Investors looking for more information on the makeup of credit-risk sharing deals from Freddie Mac now have a new resource at their disposal, loan-level actual loss data.
Freddie Mac said that it is making the data available in an effort to increase investor transparency, which it expects to help investors build more accurate credit performance models in support of Freddie’s credit risk-sharing offerings.
According to Freddie, loan-level actual loss data will be added to its single-family loan-level historical dataset, which covers approximately 17 million 30-year, fixed-rate, single-family mortgages originated between January 1, 1999, and June 30, 2013.
Actual loss and monthly loan performance data, including credit performance information up to and including property disposition, is being disclosed through December 31, 2013, Freddie said.

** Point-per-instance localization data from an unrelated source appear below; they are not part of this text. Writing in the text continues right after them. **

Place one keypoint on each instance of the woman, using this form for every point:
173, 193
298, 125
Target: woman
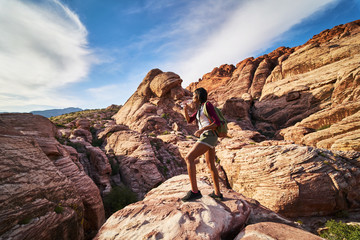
206, 144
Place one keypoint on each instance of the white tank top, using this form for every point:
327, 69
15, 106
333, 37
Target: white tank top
203, 121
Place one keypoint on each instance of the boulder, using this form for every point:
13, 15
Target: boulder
144, 162
271, 230
37, 200
66, 161
294, 180
164, 82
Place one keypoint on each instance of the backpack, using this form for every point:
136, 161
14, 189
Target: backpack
221, 130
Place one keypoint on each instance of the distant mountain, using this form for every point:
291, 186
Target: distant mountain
55, 112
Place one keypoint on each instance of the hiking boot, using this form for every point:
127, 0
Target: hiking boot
216, 197
190, 196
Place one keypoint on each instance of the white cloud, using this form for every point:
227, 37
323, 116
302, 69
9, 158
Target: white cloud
43, 47
246, 28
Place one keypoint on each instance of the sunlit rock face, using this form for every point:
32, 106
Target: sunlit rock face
307, 94
56, 175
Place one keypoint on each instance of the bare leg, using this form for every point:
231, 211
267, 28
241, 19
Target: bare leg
210, 160
197, 150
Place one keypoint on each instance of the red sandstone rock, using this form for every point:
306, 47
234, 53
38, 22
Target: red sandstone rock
271, 230
294, 180
37, 200
65, 159
163, 214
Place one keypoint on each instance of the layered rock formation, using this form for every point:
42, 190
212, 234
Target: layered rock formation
41, 175
294, 125
313, 86
162, 215
294, 180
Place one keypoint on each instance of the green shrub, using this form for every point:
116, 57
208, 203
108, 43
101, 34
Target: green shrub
340, 231
118, 198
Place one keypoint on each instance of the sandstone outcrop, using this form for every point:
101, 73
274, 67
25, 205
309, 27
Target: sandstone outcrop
63, 159
289, 85
271, 230
294, 180
163, 215
37, 200
144, 161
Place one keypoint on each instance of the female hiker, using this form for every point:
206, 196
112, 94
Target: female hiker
206, 144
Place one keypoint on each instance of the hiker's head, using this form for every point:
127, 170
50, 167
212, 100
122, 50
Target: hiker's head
201, 95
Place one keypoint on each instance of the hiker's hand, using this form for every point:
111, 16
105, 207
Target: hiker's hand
198, 133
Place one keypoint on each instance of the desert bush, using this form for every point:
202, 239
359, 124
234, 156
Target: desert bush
340, 231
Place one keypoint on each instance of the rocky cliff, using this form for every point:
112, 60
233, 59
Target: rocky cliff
162, 215
45, 191
293, 93
293, 118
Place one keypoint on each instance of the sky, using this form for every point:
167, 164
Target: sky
91, 54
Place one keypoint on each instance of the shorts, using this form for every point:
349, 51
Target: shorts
209, 138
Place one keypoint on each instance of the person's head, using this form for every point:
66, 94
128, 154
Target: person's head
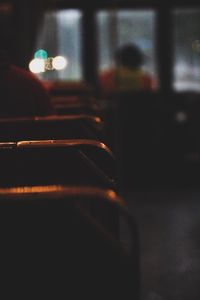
129, 56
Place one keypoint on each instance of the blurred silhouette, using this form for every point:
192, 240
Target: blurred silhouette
22, 94
127, 74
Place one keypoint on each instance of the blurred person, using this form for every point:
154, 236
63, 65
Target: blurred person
127, 74
22, 93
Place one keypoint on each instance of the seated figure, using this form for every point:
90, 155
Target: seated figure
127, 74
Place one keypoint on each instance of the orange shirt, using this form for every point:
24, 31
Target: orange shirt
124, 79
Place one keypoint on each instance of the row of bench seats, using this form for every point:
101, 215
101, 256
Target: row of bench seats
60, 210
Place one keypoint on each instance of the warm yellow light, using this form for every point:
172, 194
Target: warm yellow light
37, 65
59, 62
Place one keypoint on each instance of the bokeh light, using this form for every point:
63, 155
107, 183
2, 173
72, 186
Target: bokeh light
37, 65
41, 54
59, 62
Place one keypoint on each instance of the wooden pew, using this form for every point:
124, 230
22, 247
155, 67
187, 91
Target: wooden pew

"It is important for investors to have this expanded view of credit risk, especially as we continue to grow and evolve our credit risk offerings,” said Kevin Palmer, vice president of single-family strategic credit costing and structuring for Freddie Mac.
“Having data openly available in the marketplace allows us to expand the amount of risk transferred to private investors."
Throughout the year, Freddie and its GSE counterpart, Fannie Mae, have unveiled new forms of credit risk-sharing offerings in an attempt to offload some of risk currently held by Fannie and Freddie.
Through Freddie’s Structured Agency Credit Risk transactions, the GSE has offered up credit risk-sharing offerings in various forms, including high loan-to-value ratios.
Until breaking new ground in August, the previous Freddie STACR offerings were all supported by loans that carried loan-to-value ratios of between 61%-80%, with an average LTV of roughly 75%.
In the August deal, called STACR 2014-HQ1, Freddie offered up a deal supported by loans with LTV ratios of somewhere between 80% and 95%. The average LTV was 92% and the pool carried a balance of $9.975 billion, spread across 45,112 loans.
And in September, Freddie launched another high-LTV ratio deal, but that one was much larger than the first high-LTV offering. STACR 2014-HQ2 carried an unpaid principal balance of $33.43 billion and a weighted average LTV of 91.6%.
Palmer said that Freddie expects to introduce an actual loss credit offering in its ACIS and STACR programs in 2015. “We are releasing this data now to give potential credit investors sufficient time to get familiar with Freddie Mac's actual loss performance,” Palmer said.